If each prisoner examines 50 boxes at random, the probability of the group's survival is a miniscule (1/2)^100, or about 0.00000000000000000000000000000008. Even worse, if they all happen to look into the same 50 boxes, their chances drop to zero.
The 'winning strategy' improves the odds to almost 1/3, which is about 30 orders of magnitude better. And its stunningly obvious ... in retrospect. [Actually, I had to mull over the answer for quite a while to figure out why it worked, so I guess that's not true.] More puzzles (and solutions) here.
Hat Tip to Geekpress.
*spoilers follow*
The prisoners are creating a name -> box # "protocol", like this:
John Doe -> Box 1
Jack Ruby -> Box 2
Jane Eyre -> Box 3
etc.
So John walks in, picks Box 1. Inside Box 1 is Jack's name. Jack maps to Box 2, so he opens Box 2, and so on.

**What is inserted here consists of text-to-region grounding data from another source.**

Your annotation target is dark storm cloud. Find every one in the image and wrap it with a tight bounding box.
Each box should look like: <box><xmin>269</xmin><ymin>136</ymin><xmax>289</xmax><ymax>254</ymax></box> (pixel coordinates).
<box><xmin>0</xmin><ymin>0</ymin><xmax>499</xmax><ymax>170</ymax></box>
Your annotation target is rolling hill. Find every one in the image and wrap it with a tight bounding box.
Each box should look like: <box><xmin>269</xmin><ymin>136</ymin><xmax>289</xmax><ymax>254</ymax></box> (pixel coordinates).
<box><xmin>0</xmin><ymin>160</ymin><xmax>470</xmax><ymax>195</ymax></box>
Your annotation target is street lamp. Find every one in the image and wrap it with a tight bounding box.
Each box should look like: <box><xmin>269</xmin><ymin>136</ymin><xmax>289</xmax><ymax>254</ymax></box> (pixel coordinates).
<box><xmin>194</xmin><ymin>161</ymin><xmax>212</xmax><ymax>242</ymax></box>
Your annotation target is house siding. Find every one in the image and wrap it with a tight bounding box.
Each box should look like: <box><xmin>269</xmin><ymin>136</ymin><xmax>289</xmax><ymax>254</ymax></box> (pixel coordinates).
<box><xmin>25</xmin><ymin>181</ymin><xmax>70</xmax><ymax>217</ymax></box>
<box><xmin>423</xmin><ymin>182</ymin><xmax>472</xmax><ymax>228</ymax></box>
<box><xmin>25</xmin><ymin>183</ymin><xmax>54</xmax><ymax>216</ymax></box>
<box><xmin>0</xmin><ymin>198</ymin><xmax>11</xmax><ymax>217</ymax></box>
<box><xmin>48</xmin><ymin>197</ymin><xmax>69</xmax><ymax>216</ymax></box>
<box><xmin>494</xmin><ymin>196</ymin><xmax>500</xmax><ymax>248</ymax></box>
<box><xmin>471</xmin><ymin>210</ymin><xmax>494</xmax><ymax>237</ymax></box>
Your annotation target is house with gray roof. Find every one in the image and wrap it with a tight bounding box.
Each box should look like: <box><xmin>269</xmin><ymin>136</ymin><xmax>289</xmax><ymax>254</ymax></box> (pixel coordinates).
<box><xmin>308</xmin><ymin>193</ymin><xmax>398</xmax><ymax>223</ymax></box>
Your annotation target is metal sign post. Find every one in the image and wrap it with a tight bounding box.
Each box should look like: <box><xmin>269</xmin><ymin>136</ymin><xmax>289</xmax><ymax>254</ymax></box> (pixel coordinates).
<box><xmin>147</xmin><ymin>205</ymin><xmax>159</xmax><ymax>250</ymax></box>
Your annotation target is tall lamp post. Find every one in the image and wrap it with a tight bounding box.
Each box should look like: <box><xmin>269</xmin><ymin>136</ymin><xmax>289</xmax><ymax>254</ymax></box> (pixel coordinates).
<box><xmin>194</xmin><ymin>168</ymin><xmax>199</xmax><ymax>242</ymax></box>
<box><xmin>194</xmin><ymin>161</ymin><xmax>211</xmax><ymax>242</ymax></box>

Now, it's possible that by following this process, John will just chain through 50 boxes. However, when you create a protocol like this, it's far more likely that you will create loops:
Jack's box has John's name in it -- John = Box 2.
John's box has Jane's name in it -- Jane = Box 3.
Jane's box has Jack's name in it -- Jack = Box 1.
Because of the way the protocol is set up, if you find yourself in a loop, the loop HAS to include your name. (That's the only name that leads back to your starting box.)
If the protocol happens to contain no loops larger then 50, then you will always find your name -- starting with your own name assures that you are on the right loop, so if it's smaller than the number of choices you will always work your way through it.
Then they do sneaky math stuff to show that the chances of such a protocol having no loops too large is around 30%. Presto!
I'm still trying to figure out the solution to one of the other ones in the paper, the one about the people with blue and red dots on their heads. The solution uses induction, but I just don't see it. Suppose there are 100 people in town, 47 with red dots and 53 with blue dots (so it's a Democratic town). A stranger wanders in and says, "The number of blue dots isn't 3". How can anybody use that fact to kill themselves? I mean, everyone in town knew the number of blue dots wasn't three before this joker showed up--the number has to be 52, 53, or 54.
For those who are confused, the puzzle is ... everyone has a red or blue dot on their forehead (and no mirrors). If anyone every knows their own dot, they commit suicide. How much information is requried to make the town (eventually) kill itself, and the answer is "anything non-trivial."
Spoilers
Imagine the stranger says "The number of blue dots isn't three" and the number of blue dots *was* four. Then those who weren't sure it was three or four would know (and commit suicide). After one day if they didnt' kill themselves, you could rule out four blue dots.
By this process, you eventually rule out 50, then 51. Then comes the point where you rule out 52. Now, everyone with a blue dot can see 52 blue dots, so they know "they" have a blue dot, kill themselves, which leaves the red-dotters alive, so they kill themselves.
It's not a satisfying puzzle. The basic idea is that everyone "knew" it was one of two values, but the inductive process can march along through things that could be deduced ... and then it keeps going through things that could not be deduced. I'm not sure why the deductive process doesn't trigger the inductive process. What if one of the dotters said "There aren't three blue dots?" Would that trigger an eventual suicide? How is this knowledge different?
So I guess we're in the same place.
(slightly edited for clarity)
If k > n what value does (n-k)! have? Is it a misprint?
"To see this, let k > n and count the permutations having a cycle C of length exactly k. There are P(2n,k) ways to pick the entries in C, (k-1)! ways to order them, and (2n-k)! ways to permute the rest; the product of these numbers is (2n)!/k. Since at most one k-cycle can exist in a given permutation, the probability that there is one is exactly 1/k."